Cada vez que el público se enfrenta al nuevo trabajo de un actor tan encasillado como Jason Statham caben –principalmente– dos posibilidades. Por un lado sus seguidores acérrimos desearán encontrarlo repitiendo punto por punto los esquemas aquellos por los que han llegado a adorarle. En el polo opuesto, sin embargo, los detractores del artista tendrán ganas de ponerlo a caer de un burro gracias a esa misma poca originalidad, confirmación de su incapacidad para romper los estereotipos que se ha ido imponiendo él mismo a lo largo de su carrera, debido a las elecciones de sus papeles.
Los fans de Statham tienen motivos para pasar un rato entretenido en esta nueva cinta de su ídolo, que últimamente está en todas partes, metido en diversas sagas como A todo gas y Los mercenarios, así como en la secuela de The Italian job. En este debut tras las cámaras del guionista Steven Knight (Promesas del este, Negocios ocultos) encontramos de nuevo los rasgos característicos asociados a los personajes del intérprete británico: un pasado turbio, un presente meditabundo y en solitario, unos encargos sucios de los que debe encargarse enfundado en un traje de marca –al tiempo que conduce un cochazo–, y por supuesto el siempre agradecido reparto de mamporros aquí y allá.
Pese a lo que estos antecedentes nos pudieran hacer temer, lo cierto es que Redención logra interesar más que otros productos de Statham. Tal vez se deba a su regreso a las Islas Británicas, de donde surgieron aquellas ingeniosas Lock & Stock o Snatch. Cerdos y diamantes que nos lo dieron a conocer, merced al tirón de dichas obras de Guy Ritchie (aunque posteriormente Blitz demostraría que también es capaz de aparecer en bodrietes rodados en su patria). O tal vez no sea por eso.
Lo cierto es que la historia que se nos plantea no es excesivamente transparente en un principio, detalle que anima a seguir con cierto interés su devenir. Posteriormente su desarrollo tiene fallos y tópicos de manual, así como cosas que no terminan de casar bien del todo o se ven venir a la legua –mejor no destripar nada, ya que el argumento es bastante simple–, pero la conexión que se crea con el espectador funciona moderadamente bien, sobre todo merced a la fotografía de Chris Menges, que nos retrata un Londres hipnótico, tanto en su vertiente más luminosa como en la más lúgubre, y que casa bien con el tono sombrío del relato filmado.

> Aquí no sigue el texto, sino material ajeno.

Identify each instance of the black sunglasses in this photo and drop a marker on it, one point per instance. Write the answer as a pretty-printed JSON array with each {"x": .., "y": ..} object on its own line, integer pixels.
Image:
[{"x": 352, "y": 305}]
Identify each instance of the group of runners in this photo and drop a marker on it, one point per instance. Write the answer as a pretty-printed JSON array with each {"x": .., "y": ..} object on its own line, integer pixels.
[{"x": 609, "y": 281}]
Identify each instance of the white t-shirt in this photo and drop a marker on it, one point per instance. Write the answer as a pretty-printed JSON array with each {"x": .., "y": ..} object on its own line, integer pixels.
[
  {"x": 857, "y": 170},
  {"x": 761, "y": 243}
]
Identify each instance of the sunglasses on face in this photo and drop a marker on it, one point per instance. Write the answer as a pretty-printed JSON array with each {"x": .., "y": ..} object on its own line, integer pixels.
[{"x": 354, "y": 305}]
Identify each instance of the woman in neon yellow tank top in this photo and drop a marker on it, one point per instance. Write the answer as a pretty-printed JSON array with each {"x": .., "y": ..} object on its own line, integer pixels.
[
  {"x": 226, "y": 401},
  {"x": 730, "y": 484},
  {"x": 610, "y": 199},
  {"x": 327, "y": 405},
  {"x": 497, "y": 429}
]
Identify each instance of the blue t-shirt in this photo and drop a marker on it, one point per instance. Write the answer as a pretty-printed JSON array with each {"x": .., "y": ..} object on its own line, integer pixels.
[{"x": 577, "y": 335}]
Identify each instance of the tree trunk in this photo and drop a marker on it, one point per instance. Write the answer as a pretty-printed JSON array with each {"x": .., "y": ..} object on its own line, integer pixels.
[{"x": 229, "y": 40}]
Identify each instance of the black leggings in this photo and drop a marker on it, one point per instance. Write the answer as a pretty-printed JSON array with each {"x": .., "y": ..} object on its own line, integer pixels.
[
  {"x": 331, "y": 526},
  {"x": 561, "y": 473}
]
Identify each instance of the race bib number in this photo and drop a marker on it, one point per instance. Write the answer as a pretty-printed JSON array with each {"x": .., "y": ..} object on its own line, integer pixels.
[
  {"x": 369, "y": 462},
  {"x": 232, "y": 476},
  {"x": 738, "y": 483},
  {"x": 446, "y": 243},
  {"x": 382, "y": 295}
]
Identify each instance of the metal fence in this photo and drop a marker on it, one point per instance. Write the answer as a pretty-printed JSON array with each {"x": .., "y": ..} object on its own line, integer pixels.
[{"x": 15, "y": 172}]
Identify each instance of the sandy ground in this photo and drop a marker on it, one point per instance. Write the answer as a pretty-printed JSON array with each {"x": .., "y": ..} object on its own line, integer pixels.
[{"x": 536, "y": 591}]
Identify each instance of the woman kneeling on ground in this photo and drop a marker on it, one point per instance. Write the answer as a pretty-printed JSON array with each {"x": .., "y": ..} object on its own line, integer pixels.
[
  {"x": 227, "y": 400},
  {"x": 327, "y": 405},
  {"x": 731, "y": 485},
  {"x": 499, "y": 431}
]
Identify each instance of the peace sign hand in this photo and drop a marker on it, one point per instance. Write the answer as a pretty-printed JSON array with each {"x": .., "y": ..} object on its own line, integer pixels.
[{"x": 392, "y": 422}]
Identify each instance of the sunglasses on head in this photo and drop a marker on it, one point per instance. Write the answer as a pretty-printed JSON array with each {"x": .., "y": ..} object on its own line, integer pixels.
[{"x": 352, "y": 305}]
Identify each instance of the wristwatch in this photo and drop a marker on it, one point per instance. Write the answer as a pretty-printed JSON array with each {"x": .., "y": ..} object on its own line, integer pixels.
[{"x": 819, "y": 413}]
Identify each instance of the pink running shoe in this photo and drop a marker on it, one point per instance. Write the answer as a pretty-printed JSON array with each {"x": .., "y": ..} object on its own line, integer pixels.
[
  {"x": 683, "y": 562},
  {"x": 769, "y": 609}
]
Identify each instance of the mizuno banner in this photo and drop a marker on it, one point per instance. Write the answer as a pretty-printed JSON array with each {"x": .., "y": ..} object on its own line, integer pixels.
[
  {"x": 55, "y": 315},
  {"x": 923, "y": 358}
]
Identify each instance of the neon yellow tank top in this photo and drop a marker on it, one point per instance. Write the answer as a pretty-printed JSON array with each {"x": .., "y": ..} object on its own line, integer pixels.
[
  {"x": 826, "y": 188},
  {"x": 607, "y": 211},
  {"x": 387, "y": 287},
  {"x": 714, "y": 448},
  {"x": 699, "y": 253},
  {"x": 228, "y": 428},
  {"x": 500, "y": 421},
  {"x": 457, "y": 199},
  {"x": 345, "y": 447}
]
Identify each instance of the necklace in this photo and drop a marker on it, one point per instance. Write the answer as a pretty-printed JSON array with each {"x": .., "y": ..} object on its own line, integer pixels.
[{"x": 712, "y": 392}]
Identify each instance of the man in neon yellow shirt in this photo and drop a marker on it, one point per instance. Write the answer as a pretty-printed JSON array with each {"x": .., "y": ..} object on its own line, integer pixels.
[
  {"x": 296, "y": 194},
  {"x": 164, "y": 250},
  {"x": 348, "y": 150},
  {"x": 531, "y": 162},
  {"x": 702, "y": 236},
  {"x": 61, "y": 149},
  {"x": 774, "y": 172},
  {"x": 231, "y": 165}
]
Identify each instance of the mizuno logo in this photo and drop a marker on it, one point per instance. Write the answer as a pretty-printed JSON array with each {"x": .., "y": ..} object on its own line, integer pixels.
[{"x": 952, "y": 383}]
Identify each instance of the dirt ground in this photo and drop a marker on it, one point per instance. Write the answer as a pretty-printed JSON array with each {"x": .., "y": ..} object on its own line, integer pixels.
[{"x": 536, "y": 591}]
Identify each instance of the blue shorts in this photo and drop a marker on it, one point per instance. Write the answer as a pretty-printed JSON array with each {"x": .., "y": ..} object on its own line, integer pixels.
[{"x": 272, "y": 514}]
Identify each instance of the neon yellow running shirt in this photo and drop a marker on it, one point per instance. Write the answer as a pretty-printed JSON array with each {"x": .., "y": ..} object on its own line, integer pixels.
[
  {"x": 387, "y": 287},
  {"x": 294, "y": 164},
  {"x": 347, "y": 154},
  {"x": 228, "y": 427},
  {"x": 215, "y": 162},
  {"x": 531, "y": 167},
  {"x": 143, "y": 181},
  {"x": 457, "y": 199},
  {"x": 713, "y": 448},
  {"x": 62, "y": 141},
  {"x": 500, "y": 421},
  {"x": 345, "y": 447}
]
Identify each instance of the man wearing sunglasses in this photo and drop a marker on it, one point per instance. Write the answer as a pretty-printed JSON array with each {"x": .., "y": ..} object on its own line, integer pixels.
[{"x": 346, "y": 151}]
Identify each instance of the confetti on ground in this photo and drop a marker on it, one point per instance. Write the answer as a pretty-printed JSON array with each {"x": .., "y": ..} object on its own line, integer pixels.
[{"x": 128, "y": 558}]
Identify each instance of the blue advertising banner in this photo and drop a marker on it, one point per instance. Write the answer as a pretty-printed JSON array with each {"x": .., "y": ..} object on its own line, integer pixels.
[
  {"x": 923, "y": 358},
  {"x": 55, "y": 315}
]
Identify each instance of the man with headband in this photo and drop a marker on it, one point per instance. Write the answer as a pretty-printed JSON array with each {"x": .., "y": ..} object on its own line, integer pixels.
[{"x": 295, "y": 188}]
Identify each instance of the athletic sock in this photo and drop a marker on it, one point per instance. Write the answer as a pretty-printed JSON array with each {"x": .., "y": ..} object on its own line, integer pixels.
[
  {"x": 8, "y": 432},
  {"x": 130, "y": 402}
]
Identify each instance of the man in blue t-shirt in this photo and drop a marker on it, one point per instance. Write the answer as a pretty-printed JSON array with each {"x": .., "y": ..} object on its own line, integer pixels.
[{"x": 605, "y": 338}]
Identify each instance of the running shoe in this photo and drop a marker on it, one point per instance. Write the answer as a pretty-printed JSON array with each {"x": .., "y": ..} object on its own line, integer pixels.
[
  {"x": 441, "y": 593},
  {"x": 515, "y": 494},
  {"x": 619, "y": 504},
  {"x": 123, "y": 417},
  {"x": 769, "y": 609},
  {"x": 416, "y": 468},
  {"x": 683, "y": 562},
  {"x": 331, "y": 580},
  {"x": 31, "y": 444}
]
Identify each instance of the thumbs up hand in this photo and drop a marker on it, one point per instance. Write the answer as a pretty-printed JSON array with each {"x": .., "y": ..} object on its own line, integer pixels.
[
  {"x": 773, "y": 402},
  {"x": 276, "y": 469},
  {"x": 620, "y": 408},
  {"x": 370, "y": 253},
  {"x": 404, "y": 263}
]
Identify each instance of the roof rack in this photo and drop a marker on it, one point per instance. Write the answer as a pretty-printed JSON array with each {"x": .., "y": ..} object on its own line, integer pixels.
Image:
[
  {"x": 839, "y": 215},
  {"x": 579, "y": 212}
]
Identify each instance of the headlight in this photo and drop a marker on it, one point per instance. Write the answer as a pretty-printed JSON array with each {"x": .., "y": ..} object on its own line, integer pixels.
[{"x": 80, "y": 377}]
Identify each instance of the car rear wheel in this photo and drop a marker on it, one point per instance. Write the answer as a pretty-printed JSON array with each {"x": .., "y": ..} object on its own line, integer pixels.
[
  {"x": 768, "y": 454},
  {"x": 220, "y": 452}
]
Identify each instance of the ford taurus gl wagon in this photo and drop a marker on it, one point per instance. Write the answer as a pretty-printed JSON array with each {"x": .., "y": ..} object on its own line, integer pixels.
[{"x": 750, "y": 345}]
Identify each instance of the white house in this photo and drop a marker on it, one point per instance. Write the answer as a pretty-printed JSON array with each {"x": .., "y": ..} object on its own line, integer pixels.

Agradezcamos, pues, el intento de Statham de desmarcarse ligeramente de su imagen arquetípica –el músculo deja de ser preponderante, para decepción de buena parte de sus fans–, demostrando que es un actor solvente cuando la ocasión lo requiere –¡incluso sonriendo en repetidas ocasiones!– y poniéndose al servicio de una historia que habla de la redención, de los recuerdos pasados que nos atormentan y de diversas manifestaciones de la maldad humana. No es que el resultado logre cotas de profundidad dignas de enmarcar, pero al menos convence lo justo para que al final de la proyección enarquemos una ceja de sorpresa y reconozcamos que Statham es capaz, al menos, de hacer algo ligeramente distinto a lo habitual.